Moriz Carrière (5 March 1817, Griedel near Darmstadt, Germany – 19 January 1895, Munich) was a German philosopher and historian.

Carrière was born in Griedel near Darmstadt, Germany. After studying at the University of Giessen, the University of Göttingen, and the Friedrich Wilhelm University of Berlin, he spent a few years in Italy studying the fine arts, and established himself in 1842 at Giessen as a teacher of philosophy. In 1853, he was appointed professor at the Ludwig-Maximilians-Universität München, where he lectured mainly on aesthetics. In the academy in Munich, he lectured on art history.
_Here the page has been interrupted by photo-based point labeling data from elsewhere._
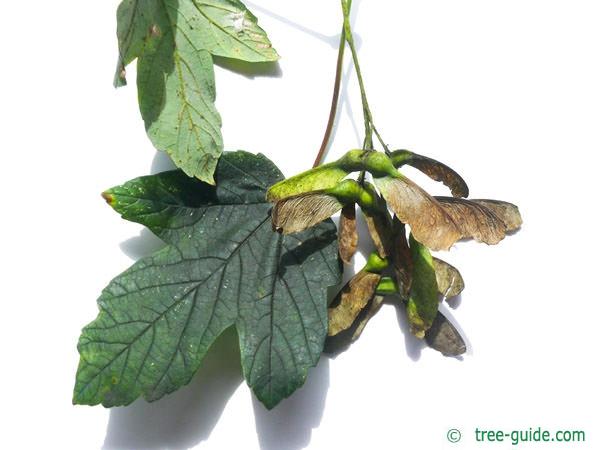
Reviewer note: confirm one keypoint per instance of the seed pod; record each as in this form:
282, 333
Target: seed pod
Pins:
401, 258
474, 220
422, 305
428, 220
347, 234
444, 337
342, 340
297, 213
508, 212
378, 227
351, 300
449, 280
433, 169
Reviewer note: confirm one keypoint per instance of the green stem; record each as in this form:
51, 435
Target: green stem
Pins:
368, 116
334, 101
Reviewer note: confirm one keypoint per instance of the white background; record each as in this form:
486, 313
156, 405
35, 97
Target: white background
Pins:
506, 92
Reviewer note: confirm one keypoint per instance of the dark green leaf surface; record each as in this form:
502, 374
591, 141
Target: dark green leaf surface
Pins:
174, 41
223, 266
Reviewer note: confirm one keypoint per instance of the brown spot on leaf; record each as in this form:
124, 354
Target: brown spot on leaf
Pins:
444, 337
440, 172
342, 340
351, 300
110, 199
348, 234
450, 281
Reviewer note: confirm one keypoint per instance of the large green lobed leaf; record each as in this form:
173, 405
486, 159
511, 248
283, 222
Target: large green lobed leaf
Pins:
174, 41
223, 266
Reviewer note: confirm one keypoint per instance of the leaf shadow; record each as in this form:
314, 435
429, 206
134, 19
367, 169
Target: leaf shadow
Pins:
249, 70
183, 419
289, 425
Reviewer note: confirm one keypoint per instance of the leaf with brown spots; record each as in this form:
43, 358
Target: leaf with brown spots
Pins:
351, 300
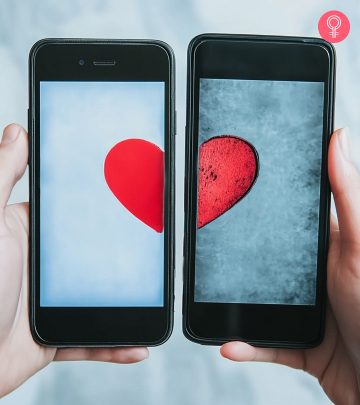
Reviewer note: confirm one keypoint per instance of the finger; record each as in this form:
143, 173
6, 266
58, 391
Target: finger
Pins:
13, 160
241, 351
116, 355
345, 185
334, 229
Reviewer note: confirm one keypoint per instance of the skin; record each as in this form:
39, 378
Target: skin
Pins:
336, 362
20, 356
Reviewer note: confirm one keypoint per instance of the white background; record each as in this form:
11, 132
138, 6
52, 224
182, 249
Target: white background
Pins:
93, 251
179, 372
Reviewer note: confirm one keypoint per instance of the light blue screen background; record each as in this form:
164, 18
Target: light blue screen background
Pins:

Carrière contributed in no small degree to making the idea of German unity more palatable to the South Germans. Carrière identified himself with the school of the younger Fichte as one who held the theistic view of the world which aimed at reconciling deism with pantheism, and Christianity with science, art, and history, and who were opposed to ultramontanism. He urged the conversion of the cathedral of Cologne into a free church. Although no obstinate adherent of antiquated forms and prejudices, he firmly upheld the fundamental truths of Christianity.

Carrière died in Munich on 19 January 1895.

== Works ==
- Aesthetik (Leipzig, 1859; 3rd ed., 1885), supplemented by Die Kunst im Zusammenhang der Kulturentwicklung und der Ideale der Menschheit (3rd ed., 1877-1886) This is cited by some as his most celebrated work.
- Die philosophische Weltanschauung der Reformalionszeit (Stuttgart, 1847; 2nd ed., Leipzig, 1886)
- Die sittliche Weltordnung (Leipzig, 1877; 2nd ed., 1891) Here he recognized both the immutability of the laws of nature and the freedom of the will. He described his view of the world and life as real-idealism.
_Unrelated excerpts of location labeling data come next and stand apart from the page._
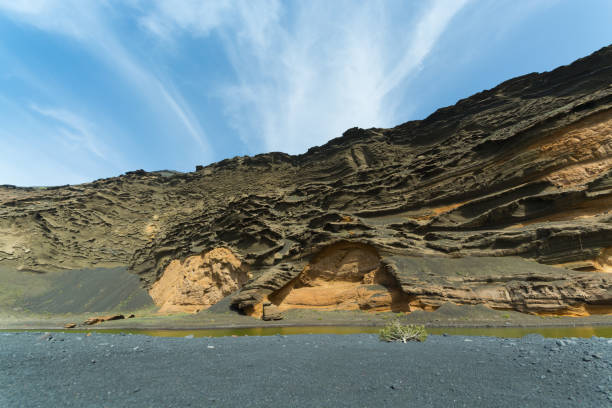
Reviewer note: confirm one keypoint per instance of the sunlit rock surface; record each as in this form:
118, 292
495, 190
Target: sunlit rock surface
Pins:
503, 199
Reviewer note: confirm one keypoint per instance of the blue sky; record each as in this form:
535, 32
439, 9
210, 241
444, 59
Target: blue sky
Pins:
92, 89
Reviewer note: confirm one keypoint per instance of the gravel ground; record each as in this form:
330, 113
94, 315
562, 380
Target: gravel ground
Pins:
102, 370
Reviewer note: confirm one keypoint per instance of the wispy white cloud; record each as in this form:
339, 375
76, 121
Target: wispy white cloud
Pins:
308, 72
76, 130
87, 22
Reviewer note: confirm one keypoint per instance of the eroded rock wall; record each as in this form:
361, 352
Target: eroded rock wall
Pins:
520, 170
198, 282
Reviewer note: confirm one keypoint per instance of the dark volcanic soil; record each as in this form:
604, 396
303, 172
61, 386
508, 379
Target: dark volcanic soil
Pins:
40, 370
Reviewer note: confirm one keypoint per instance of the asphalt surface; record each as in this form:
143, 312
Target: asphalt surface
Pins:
102, 370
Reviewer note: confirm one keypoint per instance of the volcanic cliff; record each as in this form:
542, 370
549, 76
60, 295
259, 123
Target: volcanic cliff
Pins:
502, 199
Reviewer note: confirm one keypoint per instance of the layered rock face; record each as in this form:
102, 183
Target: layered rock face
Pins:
502, 199
198, 282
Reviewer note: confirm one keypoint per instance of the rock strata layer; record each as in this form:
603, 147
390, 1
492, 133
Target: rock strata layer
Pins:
502, 199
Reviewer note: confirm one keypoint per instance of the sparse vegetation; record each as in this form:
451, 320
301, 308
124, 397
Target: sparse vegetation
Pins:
395, 331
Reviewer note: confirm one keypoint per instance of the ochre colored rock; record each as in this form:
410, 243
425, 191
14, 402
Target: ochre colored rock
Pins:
271, 312
100, 319
503, 199
199, 281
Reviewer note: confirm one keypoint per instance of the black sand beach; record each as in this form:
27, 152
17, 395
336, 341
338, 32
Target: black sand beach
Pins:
101, 370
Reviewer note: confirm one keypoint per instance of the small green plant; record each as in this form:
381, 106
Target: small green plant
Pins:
398, 332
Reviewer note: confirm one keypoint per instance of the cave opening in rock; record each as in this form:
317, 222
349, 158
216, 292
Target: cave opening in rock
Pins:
343, 276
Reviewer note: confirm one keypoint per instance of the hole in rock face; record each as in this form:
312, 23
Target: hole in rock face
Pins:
198, 282
343, 276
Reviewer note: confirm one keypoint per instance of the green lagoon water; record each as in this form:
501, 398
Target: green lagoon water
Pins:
555, 332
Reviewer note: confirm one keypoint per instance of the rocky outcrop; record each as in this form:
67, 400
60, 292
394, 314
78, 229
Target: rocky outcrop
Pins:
521, 170
198, 282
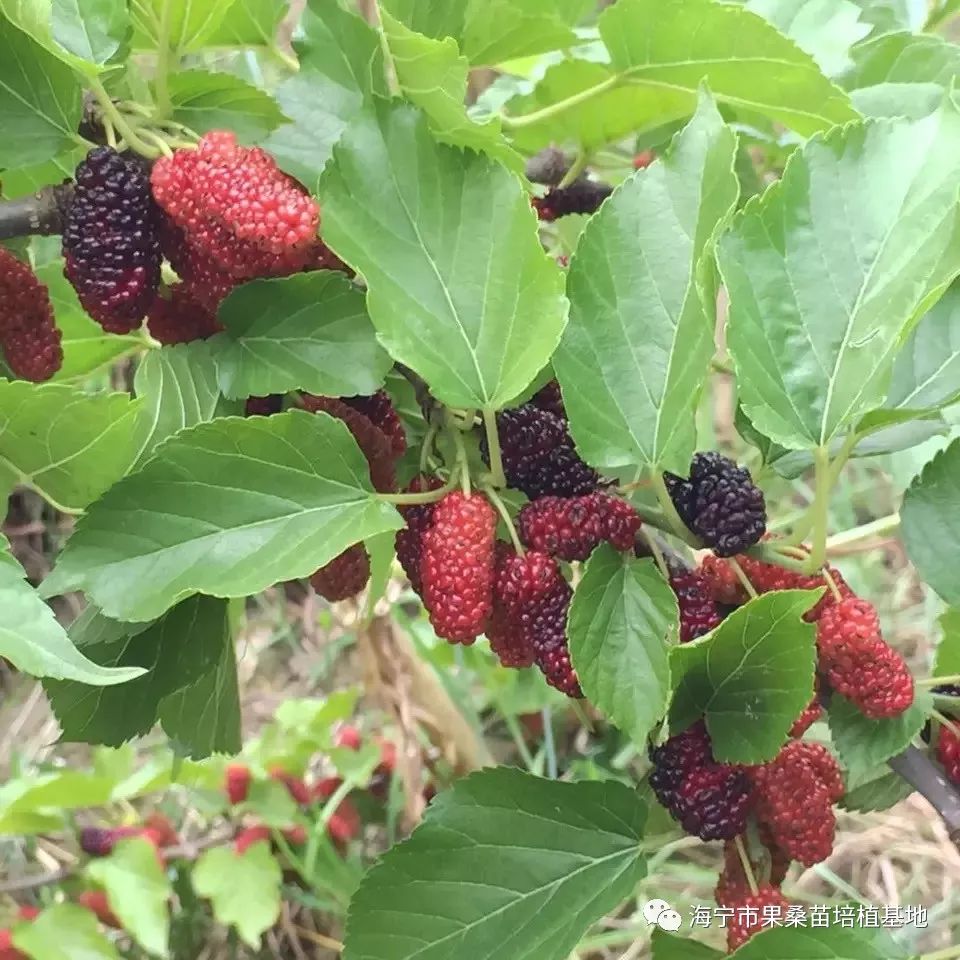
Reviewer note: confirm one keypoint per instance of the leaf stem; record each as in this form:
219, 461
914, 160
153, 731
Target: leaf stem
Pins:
562, 106
498, 479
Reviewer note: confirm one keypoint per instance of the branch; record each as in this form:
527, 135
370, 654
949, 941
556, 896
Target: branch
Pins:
39, 213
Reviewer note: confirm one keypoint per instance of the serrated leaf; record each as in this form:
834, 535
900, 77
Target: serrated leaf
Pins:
204, 718
826, 29
746, 62
622, 622
635, 353
946, 661
307, 332
469, 300
433, 75
820, 943
341, 65
178, 386
189, 25
32, 639
68, 445
244, 888
832, 264
532, 842
225, 508
138, 890
40, 101
930, 523
879, 790
64, 932
863, 743
86, 348
176, 651
219, 101
901, 74
749, 678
He translated the letters of Abélard and Héloise into German, and composed a poem on the last night of the Girondists. His essay on Cromwell (in Lebensskizzen, 1890) develops his liberal ideas and may be considered his political confession of faith. He has prepared annotated editions of Goethe's Faust and Schiller's Wilhelm Tell. During the Franco-Prussian War, he delivered lectures on Die sittliche Weltordnung in den Zeichen und Aufgaben unserer Zeit (Munich, 1870), and on Deutsche Geisteshelden im Elsass (1871). His complete works were published at Leipzig, 14 vols., in 1886–1894.